Splenic tyrosine kinase (SYK) inhibitors and their possible use in acute myeloid leukemia
Published in Expert Opinion on Investigational Drugs, 2018
Sushma Bartaula-Brevik, Marte Karen Lindstad Brattås, Tor Henrik Anderson Tvedt, Håkon Reikvam, Øystein Bruserud
Combination therapy seems possible because studies from patients with autoimmune disorders suggest that the toxicity, especially hematological toxicity, is acceptable for up to one year of continuous treatment (see discussion earlier). However, the question of toxicity has to be carefully addressed in future studies because it may depend on the combination therapy [78]. Various combinations have been investigated or will be investigated in future clinical studies. Several studies of entospletinib are registered at ClinicalTrials.gov (study ids given in parenthesis), including combination therapy with conventional anthracyclin-cytarabine induction treatment (NCT03135038, NCT02343939), high-dose or intermediate-dose cytarabine and hypomethylating agents (decitabine or azacitidine) (NCT02343939).

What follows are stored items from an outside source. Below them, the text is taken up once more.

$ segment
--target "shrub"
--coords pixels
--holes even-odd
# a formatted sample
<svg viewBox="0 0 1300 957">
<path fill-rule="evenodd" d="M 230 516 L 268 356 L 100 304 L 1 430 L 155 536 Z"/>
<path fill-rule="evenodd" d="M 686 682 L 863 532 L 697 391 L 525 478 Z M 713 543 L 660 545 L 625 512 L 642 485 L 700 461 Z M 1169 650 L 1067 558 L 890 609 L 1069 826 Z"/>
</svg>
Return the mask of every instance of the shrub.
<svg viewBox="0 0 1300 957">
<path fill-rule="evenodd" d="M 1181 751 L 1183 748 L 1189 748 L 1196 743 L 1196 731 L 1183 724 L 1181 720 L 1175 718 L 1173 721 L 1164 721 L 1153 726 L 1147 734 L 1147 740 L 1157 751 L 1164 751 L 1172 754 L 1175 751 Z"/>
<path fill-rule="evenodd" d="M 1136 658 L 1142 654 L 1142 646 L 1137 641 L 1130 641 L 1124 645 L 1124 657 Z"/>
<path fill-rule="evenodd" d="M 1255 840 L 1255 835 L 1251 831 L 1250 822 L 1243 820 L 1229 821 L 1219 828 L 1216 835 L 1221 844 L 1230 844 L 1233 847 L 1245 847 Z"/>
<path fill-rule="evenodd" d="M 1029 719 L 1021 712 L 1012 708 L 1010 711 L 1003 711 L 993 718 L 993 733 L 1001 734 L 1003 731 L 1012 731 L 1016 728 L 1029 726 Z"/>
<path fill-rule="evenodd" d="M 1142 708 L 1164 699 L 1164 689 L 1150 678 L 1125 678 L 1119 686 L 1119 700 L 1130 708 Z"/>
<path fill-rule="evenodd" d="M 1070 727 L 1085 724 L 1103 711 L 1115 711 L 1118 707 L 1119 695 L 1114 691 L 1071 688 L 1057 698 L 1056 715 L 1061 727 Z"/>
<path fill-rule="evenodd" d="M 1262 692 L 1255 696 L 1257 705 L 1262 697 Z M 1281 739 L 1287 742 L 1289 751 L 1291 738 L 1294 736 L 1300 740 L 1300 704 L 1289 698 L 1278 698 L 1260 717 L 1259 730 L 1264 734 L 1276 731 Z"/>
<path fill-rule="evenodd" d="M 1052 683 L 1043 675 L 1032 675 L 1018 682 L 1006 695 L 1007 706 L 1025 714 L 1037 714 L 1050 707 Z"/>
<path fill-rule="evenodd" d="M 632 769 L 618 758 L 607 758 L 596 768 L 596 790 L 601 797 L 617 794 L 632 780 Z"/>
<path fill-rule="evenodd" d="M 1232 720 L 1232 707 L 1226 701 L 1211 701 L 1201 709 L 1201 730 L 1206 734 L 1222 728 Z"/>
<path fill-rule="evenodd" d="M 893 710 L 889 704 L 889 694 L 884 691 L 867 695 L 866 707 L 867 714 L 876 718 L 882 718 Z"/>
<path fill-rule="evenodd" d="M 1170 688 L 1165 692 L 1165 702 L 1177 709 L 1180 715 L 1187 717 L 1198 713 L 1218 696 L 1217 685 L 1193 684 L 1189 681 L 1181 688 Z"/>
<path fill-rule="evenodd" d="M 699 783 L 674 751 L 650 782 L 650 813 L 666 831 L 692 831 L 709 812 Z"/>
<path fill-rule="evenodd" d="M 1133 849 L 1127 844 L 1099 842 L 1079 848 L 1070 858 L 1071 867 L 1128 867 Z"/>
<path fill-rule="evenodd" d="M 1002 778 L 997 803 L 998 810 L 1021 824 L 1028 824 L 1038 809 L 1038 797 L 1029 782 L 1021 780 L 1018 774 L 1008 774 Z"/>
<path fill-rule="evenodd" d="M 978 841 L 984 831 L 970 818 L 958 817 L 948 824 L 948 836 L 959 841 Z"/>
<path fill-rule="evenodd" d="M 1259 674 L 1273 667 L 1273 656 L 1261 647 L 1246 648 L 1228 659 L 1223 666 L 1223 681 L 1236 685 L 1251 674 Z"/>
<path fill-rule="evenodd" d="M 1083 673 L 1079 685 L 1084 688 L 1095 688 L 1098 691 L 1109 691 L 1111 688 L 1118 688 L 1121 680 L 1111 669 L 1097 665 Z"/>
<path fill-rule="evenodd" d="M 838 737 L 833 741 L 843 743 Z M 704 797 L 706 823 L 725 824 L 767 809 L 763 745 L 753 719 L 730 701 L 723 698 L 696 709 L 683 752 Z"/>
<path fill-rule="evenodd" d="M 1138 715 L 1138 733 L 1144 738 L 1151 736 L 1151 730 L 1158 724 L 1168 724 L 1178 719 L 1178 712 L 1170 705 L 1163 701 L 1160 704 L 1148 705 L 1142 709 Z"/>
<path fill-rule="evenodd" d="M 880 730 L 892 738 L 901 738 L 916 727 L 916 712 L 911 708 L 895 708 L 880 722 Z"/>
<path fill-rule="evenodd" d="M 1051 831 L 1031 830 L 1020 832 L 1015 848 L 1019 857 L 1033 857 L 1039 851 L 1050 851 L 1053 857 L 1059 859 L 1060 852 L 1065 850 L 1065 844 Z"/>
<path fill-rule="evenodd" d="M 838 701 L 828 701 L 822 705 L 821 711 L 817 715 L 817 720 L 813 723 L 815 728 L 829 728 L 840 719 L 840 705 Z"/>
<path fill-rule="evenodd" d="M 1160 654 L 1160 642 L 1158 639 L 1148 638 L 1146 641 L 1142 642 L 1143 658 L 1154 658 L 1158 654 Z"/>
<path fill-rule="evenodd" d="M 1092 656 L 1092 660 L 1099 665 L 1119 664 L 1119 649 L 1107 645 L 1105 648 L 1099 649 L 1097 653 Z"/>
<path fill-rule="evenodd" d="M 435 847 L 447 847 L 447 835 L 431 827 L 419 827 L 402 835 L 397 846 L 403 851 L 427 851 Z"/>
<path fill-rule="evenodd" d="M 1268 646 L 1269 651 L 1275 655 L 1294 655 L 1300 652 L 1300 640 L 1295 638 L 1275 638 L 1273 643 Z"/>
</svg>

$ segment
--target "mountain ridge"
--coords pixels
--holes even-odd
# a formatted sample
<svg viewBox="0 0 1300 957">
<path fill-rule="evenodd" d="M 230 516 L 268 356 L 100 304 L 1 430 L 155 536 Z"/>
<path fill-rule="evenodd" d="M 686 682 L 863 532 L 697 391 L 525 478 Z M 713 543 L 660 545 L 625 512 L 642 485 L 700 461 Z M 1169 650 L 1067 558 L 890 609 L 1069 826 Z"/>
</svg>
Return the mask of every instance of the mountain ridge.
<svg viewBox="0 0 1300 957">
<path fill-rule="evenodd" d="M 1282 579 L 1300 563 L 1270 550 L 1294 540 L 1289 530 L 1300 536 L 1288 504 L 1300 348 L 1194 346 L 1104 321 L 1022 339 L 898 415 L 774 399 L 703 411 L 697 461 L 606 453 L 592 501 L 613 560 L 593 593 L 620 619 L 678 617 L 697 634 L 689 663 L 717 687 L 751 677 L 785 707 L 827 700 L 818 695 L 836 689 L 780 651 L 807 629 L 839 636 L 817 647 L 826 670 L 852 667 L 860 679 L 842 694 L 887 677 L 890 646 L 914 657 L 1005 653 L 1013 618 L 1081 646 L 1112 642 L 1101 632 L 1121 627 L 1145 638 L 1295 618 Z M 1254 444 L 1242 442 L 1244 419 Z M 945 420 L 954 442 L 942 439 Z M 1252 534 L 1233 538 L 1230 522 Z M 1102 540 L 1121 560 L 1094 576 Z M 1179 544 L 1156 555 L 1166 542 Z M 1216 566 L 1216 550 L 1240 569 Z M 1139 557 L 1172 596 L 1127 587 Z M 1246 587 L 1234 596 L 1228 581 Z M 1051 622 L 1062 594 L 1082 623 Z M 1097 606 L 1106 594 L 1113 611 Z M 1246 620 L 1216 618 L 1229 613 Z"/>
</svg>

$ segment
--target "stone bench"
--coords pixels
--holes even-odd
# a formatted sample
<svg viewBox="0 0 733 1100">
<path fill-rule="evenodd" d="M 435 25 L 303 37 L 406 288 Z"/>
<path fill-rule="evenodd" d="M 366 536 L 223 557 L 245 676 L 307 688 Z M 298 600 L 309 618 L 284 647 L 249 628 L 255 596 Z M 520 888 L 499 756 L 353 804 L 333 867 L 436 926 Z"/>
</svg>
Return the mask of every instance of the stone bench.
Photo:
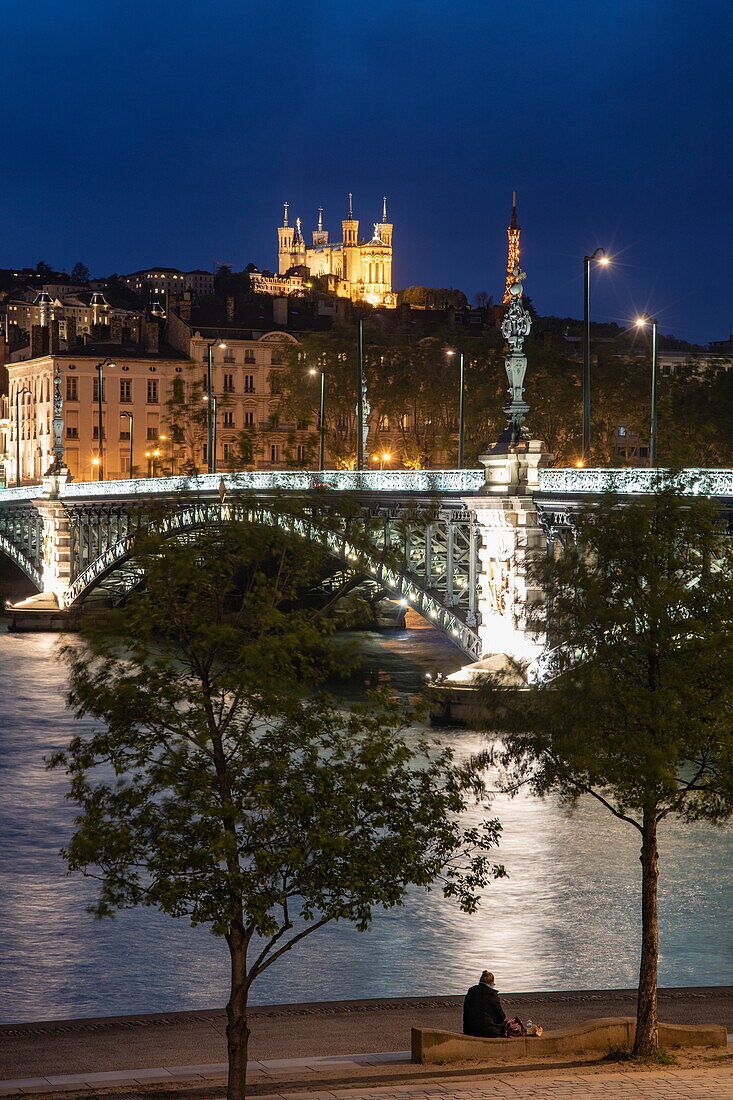
<svg viewBox="0 0 733 1100">
<path fill-rule="evenodd" d="M 636 1020 L 633 1016 L 605 1016 L 575 1027 L 546 1031 L 538 1037 L 480 1039 L 459 1031 L 413 1027 L 413 1062 L 516 1062 L 552 1054 L 608 1052 L 631 1049 Z M 726 1047 L 726 1029 L 717 1024 L 660 1024 L 660 1047 Z"/>
</svg>

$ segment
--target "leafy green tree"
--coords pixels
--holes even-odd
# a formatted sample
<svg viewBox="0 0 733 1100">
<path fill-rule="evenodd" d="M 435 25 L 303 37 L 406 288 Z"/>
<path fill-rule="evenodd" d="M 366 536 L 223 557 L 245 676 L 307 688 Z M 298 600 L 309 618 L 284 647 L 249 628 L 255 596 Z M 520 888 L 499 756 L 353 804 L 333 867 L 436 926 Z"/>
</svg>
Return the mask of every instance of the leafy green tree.
<svg viewBox="0 0 733 1100">
<path fill-rule="evenodd" d="M 508 787 L 595 798 L 640 841 L 634 1051 L 657 1050 L 658 832 L 733 813 L 733 548 L 714 503 L 609 497 L 532 578 L 549 594 L 552 675 L 489 685 Z M 489 754 L 491 755 L 491 754 Z"/>
<path fill-rule="evenodd" d="M 298 602 L 325 552 L 232 521 L 195 543 L 141 535 L 135 558 L 144 593 L 67 650 L 70 705 L 100 724 L 52 760 L 80 807 L 65 855 L 99 880 L 98 916 L 149 905 L 226 940 L 240 1100 L 257 978 L 410 886 L 440 880 L 472 911 L 502 873 L 499 826 L 464 831 L 471 777 L 408 747 L 396 701 L 345 712 L 312 694 L 339 663 L 322 612 Z"/>
<path fill-rule="evenodd" d="M 453 287 L 408 286 L 397 293 L 400 305 L 418 306 L 422 309 L 465 309 L 466 295 Z"/>
<path fill-rule="evenodd" d="M 71 281 L 72 283 L 88 283 L 90 279 L 89 268 L 86 264 L 79 261 L 78 264 L 74 264 L 71 269 Z"/>
</svg>

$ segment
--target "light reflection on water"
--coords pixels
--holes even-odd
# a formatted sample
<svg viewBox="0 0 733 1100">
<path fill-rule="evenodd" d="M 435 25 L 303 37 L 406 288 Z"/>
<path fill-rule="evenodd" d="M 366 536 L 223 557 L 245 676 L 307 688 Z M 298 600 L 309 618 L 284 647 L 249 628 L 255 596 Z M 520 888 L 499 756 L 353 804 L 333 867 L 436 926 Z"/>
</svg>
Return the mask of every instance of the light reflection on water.
<svg viewBox="0 0 733 1100">
<path fill-rule="evenodd" d="M 427 626 L 359 637 L 372 679 L 388 677 L 401 692 L 415 691 L 426 669 L 462 663 Z M 64 778 L 43 765 L 75 729 L 57 644 L 53 635 L 0 633 L 0 1020 L 220 1005 L 222 942 L 151 910 L 95 922 L 85 912 L 94 884 L 65 873 L 57 853 L 74 807 Z M 466 731 L 439 735 L 459 753 L 481 744 Z M 485 966 L 505 990 L 632 985 L 635 831 L 595 804 L 568 815 L 552 800 L 520 797 L 493 812 L 510 877 L 477 915 L 416 892 L 367 933 L 334 925 L 306 940 L 260 979 L 255 1003 L 456 993 Z M 662 984 L 733 984 L 732 880 L 729 827 L 665 827 Z"/>
</svg>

The preliminary results from a small clinical study suggest that the toxicity is acceptable when entospletinib is combined with conventional intensive induction chemotherapy [84] (see Table 3). One would also expect the toxicity to be acceptable if entospletinib is combined with low-dose cytarabine in elderly or unfit patients. The combination of entospletinib with vincristine and steroids is also investigated in patients with acute lymphoblastic leukemia (NCT02404220), but this combination is not used in AML.